Second, both measures indicate that suicide has become relatively more important as a cause of death since 1907. This is not surprising as Figure 3 shows that suicide has not been subject to a secular decline, as has All Cause mortality.
Conclusion
Two conclusions can be drawn from the historical data reported here.
First, given that the temporal trend of suicide (however measured) is subject to change through time, there is no reason to respond to suicide with acquiescence: if the suicide rate varies through time, then it is clearly not the mortality equivalent of the gravitational constant.
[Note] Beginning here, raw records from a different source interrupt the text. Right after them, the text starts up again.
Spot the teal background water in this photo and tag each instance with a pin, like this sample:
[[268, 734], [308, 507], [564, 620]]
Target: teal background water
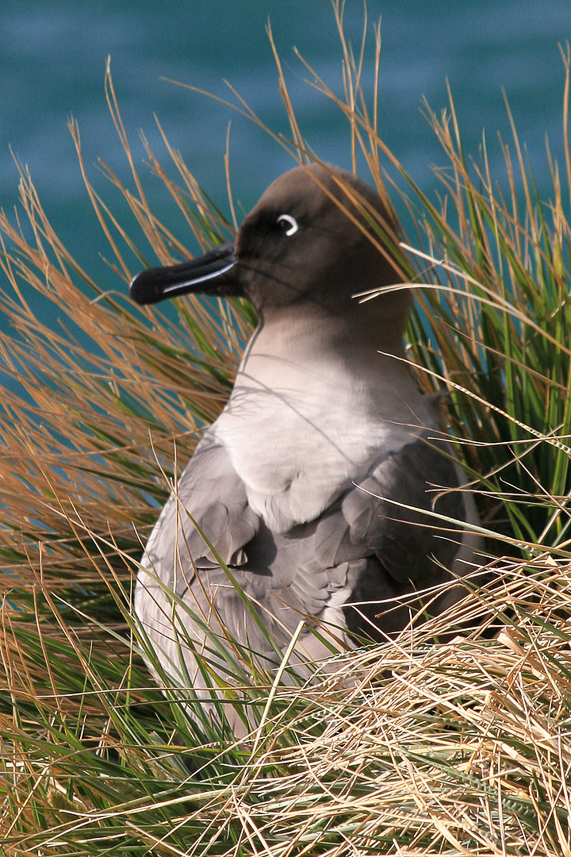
[[52, 61]]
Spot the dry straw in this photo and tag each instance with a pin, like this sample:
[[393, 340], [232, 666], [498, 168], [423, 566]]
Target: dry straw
[[425, 745]]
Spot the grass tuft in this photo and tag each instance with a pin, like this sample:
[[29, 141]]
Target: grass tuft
[[415, 747]]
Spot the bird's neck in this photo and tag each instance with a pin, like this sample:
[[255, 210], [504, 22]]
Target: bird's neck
[[328, 361]]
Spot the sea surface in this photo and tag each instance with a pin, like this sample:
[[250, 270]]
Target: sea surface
[[53, 55]]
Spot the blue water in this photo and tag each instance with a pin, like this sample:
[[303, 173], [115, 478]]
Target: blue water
[[52, 61]]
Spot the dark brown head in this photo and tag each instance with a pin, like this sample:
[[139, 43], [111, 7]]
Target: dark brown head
[[306, 242]]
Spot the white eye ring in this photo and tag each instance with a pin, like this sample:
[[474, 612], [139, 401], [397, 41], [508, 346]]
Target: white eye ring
[[287, 218]]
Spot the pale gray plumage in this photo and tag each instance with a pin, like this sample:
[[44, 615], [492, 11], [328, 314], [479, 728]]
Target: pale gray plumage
[[303, 486]]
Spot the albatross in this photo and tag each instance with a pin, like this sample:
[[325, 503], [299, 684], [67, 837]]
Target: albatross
[[316, 494]]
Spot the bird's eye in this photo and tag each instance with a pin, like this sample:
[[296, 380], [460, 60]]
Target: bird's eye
[[288, 224]]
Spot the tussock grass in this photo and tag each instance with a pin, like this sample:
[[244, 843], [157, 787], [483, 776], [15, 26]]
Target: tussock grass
[[415, 747]]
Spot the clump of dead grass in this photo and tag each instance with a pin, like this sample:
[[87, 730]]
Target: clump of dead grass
[[414, 747]]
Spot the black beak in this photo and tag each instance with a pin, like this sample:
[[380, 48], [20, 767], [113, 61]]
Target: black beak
[[209, 274]]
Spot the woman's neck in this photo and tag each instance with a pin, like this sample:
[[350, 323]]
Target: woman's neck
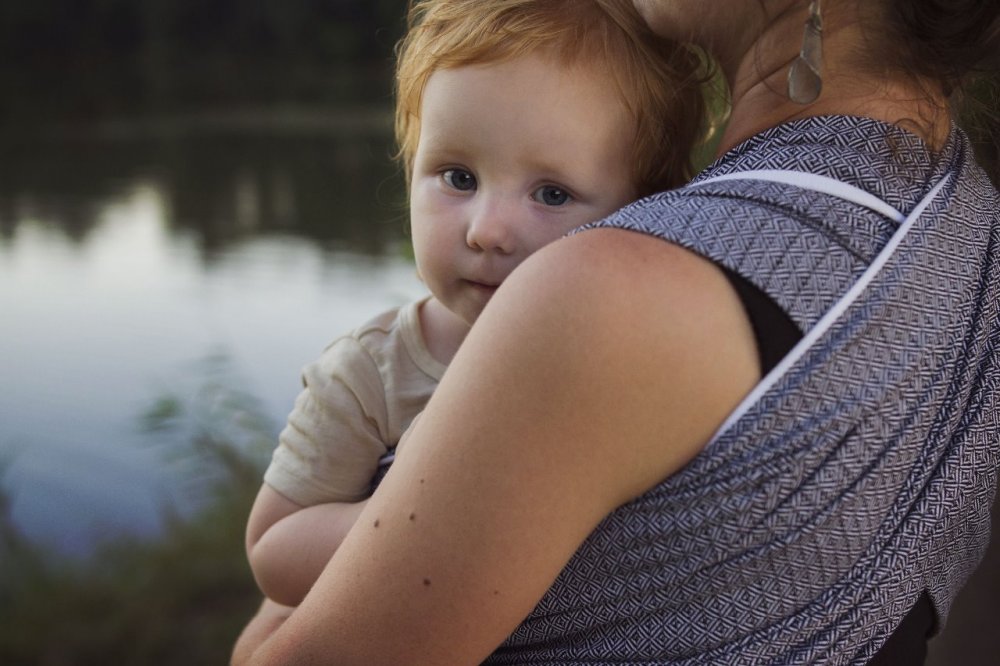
[[758, 84]]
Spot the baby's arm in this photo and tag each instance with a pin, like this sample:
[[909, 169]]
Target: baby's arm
[[288, 545]]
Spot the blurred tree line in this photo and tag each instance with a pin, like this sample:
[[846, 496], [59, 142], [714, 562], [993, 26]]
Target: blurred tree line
[[84, 59]]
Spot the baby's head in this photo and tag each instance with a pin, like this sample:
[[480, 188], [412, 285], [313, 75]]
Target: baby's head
[[658, 81], [520, 120]]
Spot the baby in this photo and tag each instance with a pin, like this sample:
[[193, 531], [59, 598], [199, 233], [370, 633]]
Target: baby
[[515, 126]]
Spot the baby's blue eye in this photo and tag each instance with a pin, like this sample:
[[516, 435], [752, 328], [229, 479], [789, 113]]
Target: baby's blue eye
[[459, 179], [550, 195]]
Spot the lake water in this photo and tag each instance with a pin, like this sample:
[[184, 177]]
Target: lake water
[[129, 260]]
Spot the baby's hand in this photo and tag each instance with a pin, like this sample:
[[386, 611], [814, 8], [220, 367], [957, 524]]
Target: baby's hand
[[406, 434], [386, 461]]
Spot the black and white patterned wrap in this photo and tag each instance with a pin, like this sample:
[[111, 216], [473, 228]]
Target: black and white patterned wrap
[[863, 476]]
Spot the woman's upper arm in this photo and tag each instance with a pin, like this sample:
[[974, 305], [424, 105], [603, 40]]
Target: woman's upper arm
[[603, 365]]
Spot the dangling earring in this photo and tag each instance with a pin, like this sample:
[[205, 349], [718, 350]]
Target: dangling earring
[[804, 81]]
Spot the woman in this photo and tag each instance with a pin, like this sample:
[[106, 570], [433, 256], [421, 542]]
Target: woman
[[597, 479]]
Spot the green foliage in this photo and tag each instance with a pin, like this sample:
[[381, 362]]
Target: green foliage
[[179, 599]]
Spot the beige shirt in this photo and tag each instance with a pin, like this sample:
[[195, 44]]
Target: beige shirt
[[359, 398]]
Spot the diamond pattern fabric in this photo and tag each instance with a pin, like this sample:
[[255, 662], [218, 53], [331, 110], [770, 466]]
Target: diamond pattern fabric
[[864, 476]]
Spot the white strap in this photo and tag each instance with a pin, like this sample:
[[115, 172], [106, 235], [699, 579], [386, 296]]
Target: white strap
[[845, 301], [811, 181]]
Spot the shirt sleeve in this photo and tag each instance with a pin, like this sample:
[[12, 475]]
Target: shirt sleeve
[[336, 433]]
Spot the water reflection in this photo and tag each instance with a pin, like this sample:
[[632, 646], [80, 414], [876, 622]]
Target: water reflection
[[123, 264]]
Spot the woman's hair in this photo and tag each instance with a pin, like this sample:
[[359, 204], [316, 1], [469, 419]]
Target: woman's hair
[[954, 45], [658, 81]]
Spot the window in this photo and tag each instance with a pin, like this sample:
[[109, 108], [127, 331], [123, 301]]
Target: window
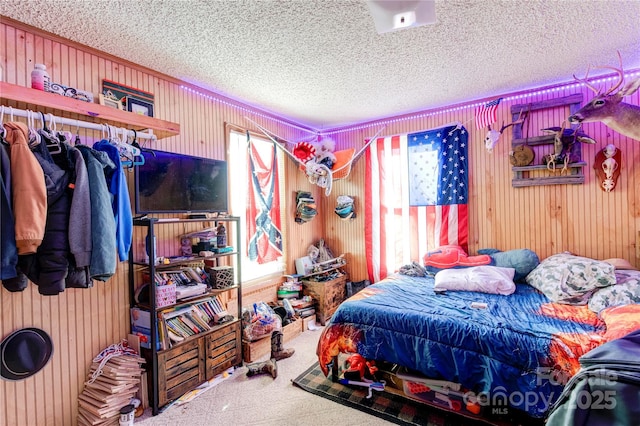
[[255, 196]]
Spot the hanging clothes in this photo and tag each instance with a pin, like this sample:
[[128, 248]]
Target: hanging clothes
[[49, 266], [28, 190], [120, 204], [70, 159], [8, 248], [103, 227]]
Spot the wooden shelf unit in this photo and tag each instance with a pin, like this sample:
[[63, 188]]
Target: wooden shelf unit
[[197, 358], [92, 112], [520, 179]]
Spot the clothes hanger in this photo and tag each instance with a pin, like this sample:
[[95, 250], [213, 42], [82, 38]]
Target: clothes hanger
[[137, 145], [136, 151], [3, 131], [53, 143], [34, 137], [77, 141]]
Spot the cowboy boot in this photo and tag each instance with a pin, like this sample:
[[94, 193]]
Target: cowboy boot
[[277, 351], [264, 367]]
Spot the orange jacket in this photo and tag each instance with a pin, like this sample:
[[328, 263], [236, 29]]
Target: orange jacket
[[29, 192]]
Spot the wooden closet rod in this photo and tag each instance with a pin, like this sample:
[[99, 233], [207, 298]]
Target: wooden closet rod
[[72, 122]]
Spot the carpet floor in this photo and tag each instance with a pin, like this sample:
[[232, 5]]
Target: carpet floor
[[384, 405]]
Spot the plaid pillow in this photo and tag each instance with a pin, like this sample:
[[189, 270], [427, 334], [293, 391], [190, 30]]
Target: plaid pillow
[[569, 279]]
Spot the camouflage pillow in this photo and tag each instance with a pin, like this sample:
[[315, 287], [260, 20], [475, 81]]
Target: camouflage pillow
[[569, 279], [626, 291]]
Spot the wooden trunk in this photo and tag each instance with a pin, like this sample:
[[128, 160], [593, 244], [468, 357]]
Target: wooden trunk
[[327, 294]]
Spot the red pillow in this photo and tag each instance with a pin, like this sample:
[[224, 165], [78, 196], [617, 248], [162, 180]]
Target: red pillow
[[621, 320]]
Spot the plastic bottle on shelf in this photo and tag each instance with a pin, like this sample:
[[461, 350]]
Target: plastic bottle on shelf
[[40, 78], [221, 236]]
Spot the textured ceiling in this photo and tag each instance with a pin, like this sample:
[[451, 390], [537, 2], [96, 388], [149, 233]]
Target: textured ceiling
[[321, 62]]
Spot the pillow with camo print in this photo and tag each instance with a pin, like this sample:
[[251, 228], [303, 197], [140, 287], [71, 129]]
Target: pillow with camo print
[[625, 292], [569, 279]]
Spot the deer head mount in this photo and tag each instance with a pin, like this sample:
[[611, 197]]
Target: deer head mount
[[566, 147], [608, 107], [492, 137]]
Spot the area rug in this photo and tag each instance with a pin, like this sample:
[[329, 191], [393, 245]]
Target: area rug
[[392, 407]]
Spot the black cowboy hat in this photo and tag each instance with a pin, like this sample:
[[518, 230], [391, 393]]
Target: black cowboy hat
[[24, 352]]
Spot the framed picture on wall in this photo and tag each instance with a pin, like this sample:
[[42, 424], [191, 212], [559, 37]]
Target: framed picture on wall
[[107, 101], [139, 107]]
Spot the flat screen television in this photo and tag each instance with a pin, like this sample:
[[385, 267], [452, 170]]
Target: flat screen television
[[178, 183]]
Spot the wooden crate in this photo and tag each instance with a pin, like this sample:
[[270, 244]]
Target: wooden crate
[[223, 349], [327, 294], [255, 350], [186, 365], [306, 321], [179, 370]]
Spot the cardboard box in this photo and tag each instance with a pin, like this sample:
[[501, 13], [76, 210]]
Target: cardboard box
[[254, 350]]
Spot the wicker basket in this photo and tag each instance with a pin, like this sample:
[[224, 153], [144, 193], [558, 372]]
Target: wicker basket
[[221, 276]]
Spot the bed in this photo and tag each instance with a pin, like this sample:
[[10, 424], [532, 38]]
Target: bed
[[517, 349]]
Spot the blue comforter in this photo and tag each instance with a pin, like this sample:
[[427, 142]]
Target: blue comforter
[[520, 350]]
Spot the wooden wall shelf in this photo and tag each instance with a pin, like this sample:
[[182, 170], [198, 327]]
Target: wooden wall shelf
[[574, 175], [99, 113]]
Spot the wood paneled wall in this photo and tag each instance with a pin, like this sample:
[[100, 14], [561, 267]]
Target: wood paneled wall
[[546, 219], [581, 219], [83, 322]]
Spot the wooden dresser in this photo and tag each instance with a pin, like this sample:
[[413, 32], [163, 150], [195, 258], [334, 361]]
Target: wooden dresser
[[327, 294]]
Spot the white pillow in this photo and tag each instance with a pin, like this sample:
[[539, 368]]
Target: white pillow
[[484, 279]]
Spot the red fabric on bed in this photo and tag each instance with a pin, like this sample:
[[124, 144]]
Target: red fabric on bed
[[451, 256]]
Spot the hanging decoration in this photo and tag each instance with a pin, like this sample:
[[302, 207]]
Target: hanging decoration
[[306, 155]]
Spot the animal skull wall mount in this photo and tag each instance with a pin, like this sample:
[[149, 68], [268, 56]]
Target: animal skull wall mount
[[608, 107], [607, 167]]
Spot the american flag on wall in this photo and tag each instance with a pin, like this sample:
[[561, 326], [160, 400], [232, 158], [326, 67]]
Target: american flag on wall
[[263, 204], [487, 114], [416, 197]]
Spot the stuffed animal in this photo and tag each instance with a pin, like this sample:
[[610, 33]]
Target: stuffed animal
[[324, 152]]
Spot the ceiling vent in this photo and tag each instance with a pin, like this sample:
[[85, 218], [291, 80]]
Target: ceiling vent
[[395, 15]]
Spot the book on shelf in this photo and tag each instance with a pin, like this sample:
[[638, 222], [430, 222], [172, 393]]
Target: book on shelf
[[177, 324]]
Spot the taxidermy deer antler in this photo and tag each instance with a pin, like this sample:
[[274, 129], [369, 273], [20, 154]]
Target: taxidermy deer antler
[[492, 137], [607, 107]]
Second, the historical data indicate that the suicide rate is atypical in comparison to the All Causes mortality rate. In a 98‐year period from 1907, there has been a secular decrease in total mortality, which is explained by the virtual elimination of some causes of deaths, such as water‐borne diseases, deaths in pregnancy, infectious diseases etc. Moreover, in recent times, the decrease in mortality associated with circulatory diseases is notable. In stark contrast to these gains, the relative share of suicides to all deaths has risen throughout the whole period, irrespective of how we measure suicide.
Some reflection indicates that those areas of medicine in which there have been reductions in the mortality rate are those areas where both Ω‐type and λ‐type knowledge have accumulated. By comparison, suicide is a ‘black hole’: there is little propositional and little prescriptive knowledge. It is clear that a scientific revolution has yet to come to suicide.